Früher mochte Reba moderne Möbel aus glänzendem Glas und Metall. Leider sehen solche Einrichtungsgegenstände nur am Anfang gut aus. Recht bald sammelt sich Staub auf ihnen, sie ziehen Fettflecken an und werden wackelig.

Nach und nach wanderte ein Möbelstück nach dem anderen auf den Sperrmüll. Inzwischen mag Reba nur noch alte Dinge, die sie im Antiquariat gekauft hat. Es gehört zu ihren liebsten Beschäftigungen, diesem Laden einen Besuch abzustatten. Was es dort nicht alles für kleine Wunder gibt! Zum Beispiel dieser massive, im Laufe der Zeit dunkel gewordene Schrank. Er hat Jahrhunderte überdauert, ist mit seinem Eigentümer alt geworden, hat danach noch mehrere Male den Besitzer gewechselt und steht nun hier in der finsteren, staubigen Ecke. Auf dem Schrank haben es sich eine uralte Uhr, ein Truthahn aus Bronze und eine Kaffeemühle mit Patina gemütlich gemacht. Außerdem hängen neben dem matten Spiegel Marionetten wie Spinnen an ihren Netzen. Schon Urgroßväter und Urgroßmütter haben damit gespielt... Eine Zauberwelt!

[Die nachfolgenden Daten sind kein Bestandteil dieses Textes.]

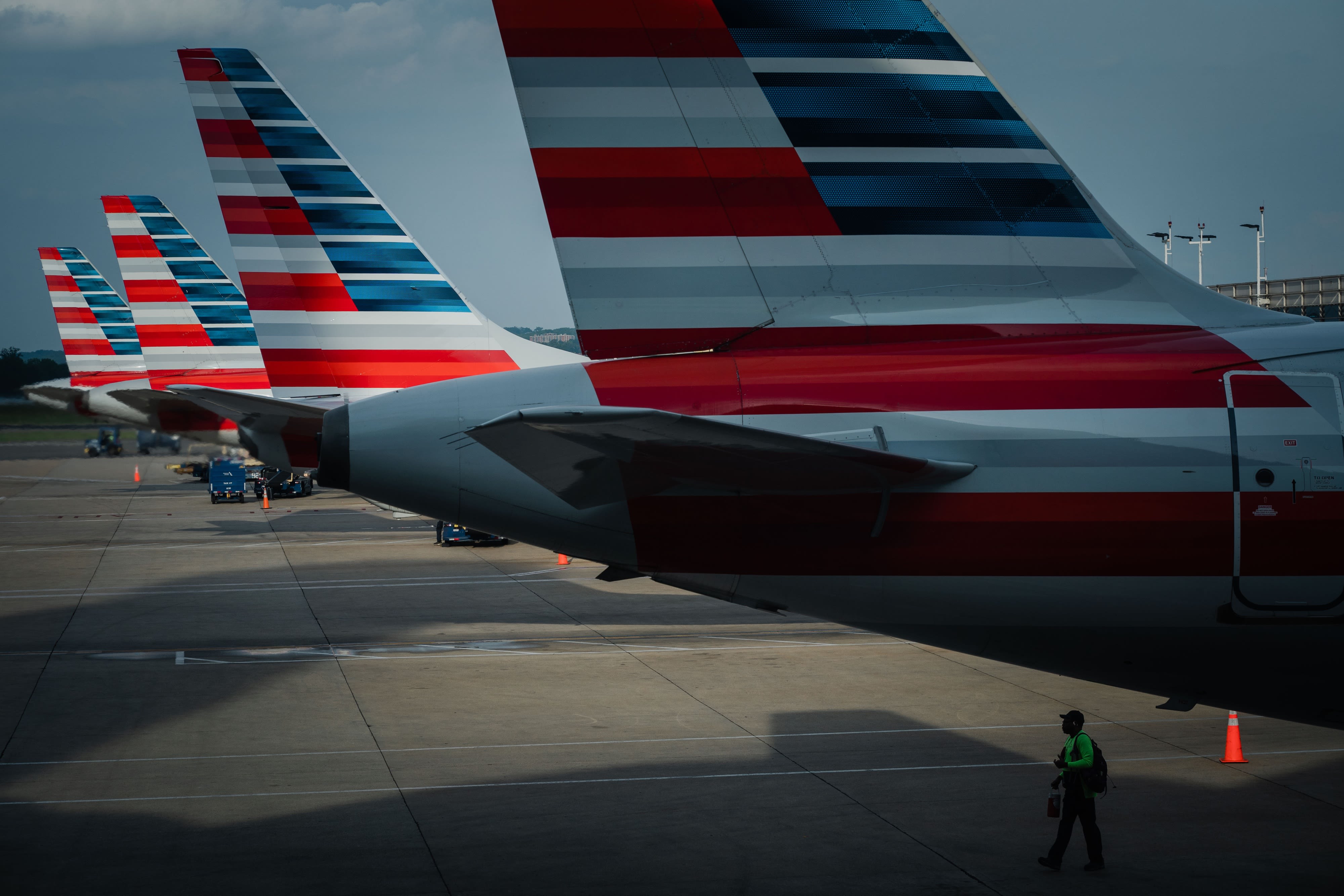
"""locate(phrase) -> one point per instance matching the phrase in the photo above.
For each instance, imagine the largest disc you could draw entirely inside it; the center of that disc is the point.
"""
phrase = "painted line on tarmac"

Eines Tages... (ihr habt sicher schon bemerkt, dass in Märchen alles Interessante mit „Eines Tages“ beginnt) fuhren Oma und Opa in den Urlaub ans Meer und Reba blieb alleine zu Hause.

Draußen war schönster Sommer, die Vorlesungszeit an der Universität war zu Ende und unsere Reba hatte nun massenhaft Freizeit. Ich muss noch erwähnen, dass Henne Reba noch eine Leidenschaft neben den Antiquitäten hat, nämlich Lottospielen. Beim Bummeln durch die Stadt schaute sie beim Lottohäuschen vorbei, kaufte sich einen Lottoschein und füllte ihn aus. Und tatsächlich gewann sie etwas! Eine ganz anständige Summe sogar, zwar keine Million, aber doch einiges. Vielleicht sogar mehr, als sie in ihrem ganzen, noch nicht langen Lottoleben verspielt hatte!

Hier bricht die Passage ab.